The Tea Party is the most recent manifestation of the rising tide of uncompromising rhetoric and policy that reaches back to Senator Joseph McCarthy of Wisconsin at the start of the Cold War and Attorney General A. Mitchell Palmer after the first World War. These appeals to sanction, censor, and intimidate political opponents rely on a combination of xenophobia, states’ rights ideology, and unreasoning faith in markets. None of these elements are so terrible if they were not linked to efforts to imprison, deport, and kill those who disagreed.
The deepest power of this fascist rhetoric, however, is its legitimation of economic tactics to accomplish the same goals. Globalization lost any moral compass beyond the creation of massive conglomerates and an increasing number of billionaires. Income and wealth stagnation in communities across suburban Philadelphia reflected the ways meritocracy became an excuse for inequality. Property became the primary civic virtue, supplanting life and liberty. The risks of criticism were milder – destitution, disease, unemployment – and the victims could be blamed for their circumstances.
Reverend Martin Luther King, Jr. and the southern civil rights movement opened the door to this outcome by framing freedom as access to commercial space. Desegregated buses, theaters, and lunch counters were never the primary goal of the movement for human dignity. Integration became consumerism for all, and the standard of racial equality did not raise African Americans into a segregated white, middle class. Instead, these reforms divided the American working class and created varying degrees of poverty for any Americans outside of the financial sector and the military-industrial complex. Over the next generation, if present-day conservatives succeed, the American populace will become part of the global working class – based on the standards of living in India and China.

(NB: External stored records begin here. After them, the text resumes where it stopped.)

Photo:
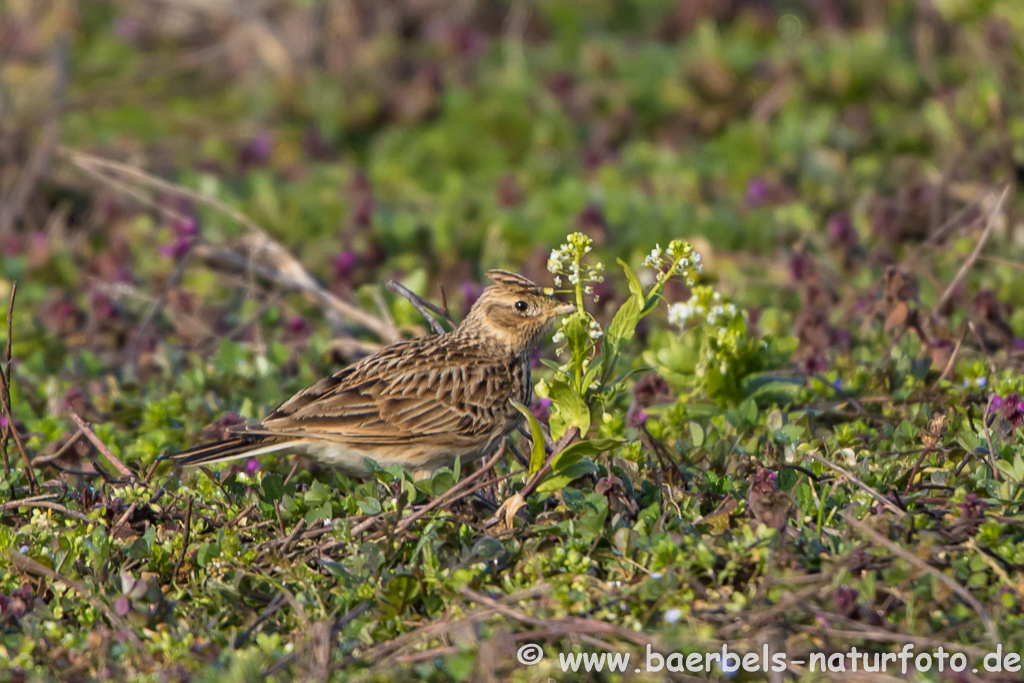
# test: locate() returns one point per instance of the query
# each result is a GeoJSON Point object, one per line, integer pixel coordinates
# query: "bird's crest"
{"type": "Point", "coordinates": [514, 283]}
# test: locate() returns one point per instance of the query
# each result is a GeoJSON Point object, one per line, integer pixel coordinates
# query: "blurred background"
{"type": "Point", "coordinates": [200, 201]}
{"type": "Point", "coordinates": [168, 168]}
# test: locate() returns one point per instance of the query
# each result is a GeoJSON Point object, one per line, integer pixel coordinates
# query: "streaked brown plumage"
{"type": "Point", "coordinates": [419, 403]}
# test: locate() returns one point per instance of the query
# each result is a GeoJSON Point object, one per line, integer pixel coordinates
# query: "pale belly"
{"type": "Point", "coordinates": [352, 461]}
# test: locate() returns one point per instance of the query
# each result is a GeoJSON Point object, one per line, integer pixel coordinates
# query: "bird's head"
{"type": "Point", "coordinates": [514, 312]}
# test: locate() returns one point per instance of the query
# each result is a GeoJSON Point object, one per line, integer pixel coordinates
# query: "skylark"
{"type": "Point", "coordinates": [419, 403]}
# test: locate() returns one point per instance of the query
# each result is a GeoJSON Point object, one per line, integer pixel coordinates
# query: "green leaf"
{"type": "Point", "coordinates": [569, 411]}
{"type": "Point", "coordinates": [749, 412]}
{"type": "Point", "coordinates": [625, 323]}
{"type": "Point", "coordinates": [317, 495]}
{"type": "Point", "coordinates": [370, 506]}
{"type": "Point", "coordinates": [323, 512]}
{"type": "Point", "coordinates": [207, 552]}
{"type": "Point", "coordinates": [567, 475]}
{"type": "Point", "coordinates": [787, 479]}
{"type": "Point", "coordinates": [537, 455]}
{"type": "Point", "coordinates": [696, 434]}
{"type": "Point", "coordinates": [576, 452]}
{"type": "Point", "coordinates": [635, 287]}
{"type": "Point", "coordinates": [273, 487]}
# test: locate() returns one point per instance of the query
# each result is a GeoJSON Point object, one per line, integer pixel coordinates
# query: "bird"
{"type": "Point", "coordinates": [420, 402]}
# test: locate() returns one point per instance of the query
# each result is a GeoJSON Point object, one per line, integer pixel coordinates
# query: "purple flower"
{"type": "Point", "coordinates": [1011, 408]}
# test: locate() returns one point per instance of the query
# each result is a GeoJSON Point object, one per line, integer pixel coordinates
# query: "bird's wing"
{"type": "Point", "coordinates": [410, 390]}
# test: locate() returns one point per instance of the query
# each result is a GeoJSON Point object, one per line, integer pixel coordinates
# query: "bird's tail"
{"type": "Point", "coordinates": [232, 449]}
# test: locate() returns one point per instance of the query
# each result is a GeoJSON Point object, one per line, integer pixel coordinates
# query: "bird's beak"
{"type": "Point", "coordinates": [563, 309]}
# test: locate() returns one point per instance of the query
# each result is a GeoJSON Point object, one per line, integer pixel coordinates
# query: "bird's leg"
{"type": "Point", "coordinates": [518, 456]}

The modern experiment in democracy will suffocate under the pressure of corporate freedoms that do not respect individuals, families, or communities. The West Norriton United organization illustrates these tensions. The conversion of the local golf course could revitalize the struggling Main Street economy and lower individual property taxes. Are the resulting jobs, new businesses, and economic growth worth the autonomy of local residents? Should West Norriton become a destination for consumers across the region? Market reasoning affirms the need for a community to change its identity. An informed, public debate that promotes a compromise between new development and local autonomy will begin a process of reconciliation that could save Pennsylvania and the nation from a bleak future. The willingness to work together is the only obstacle.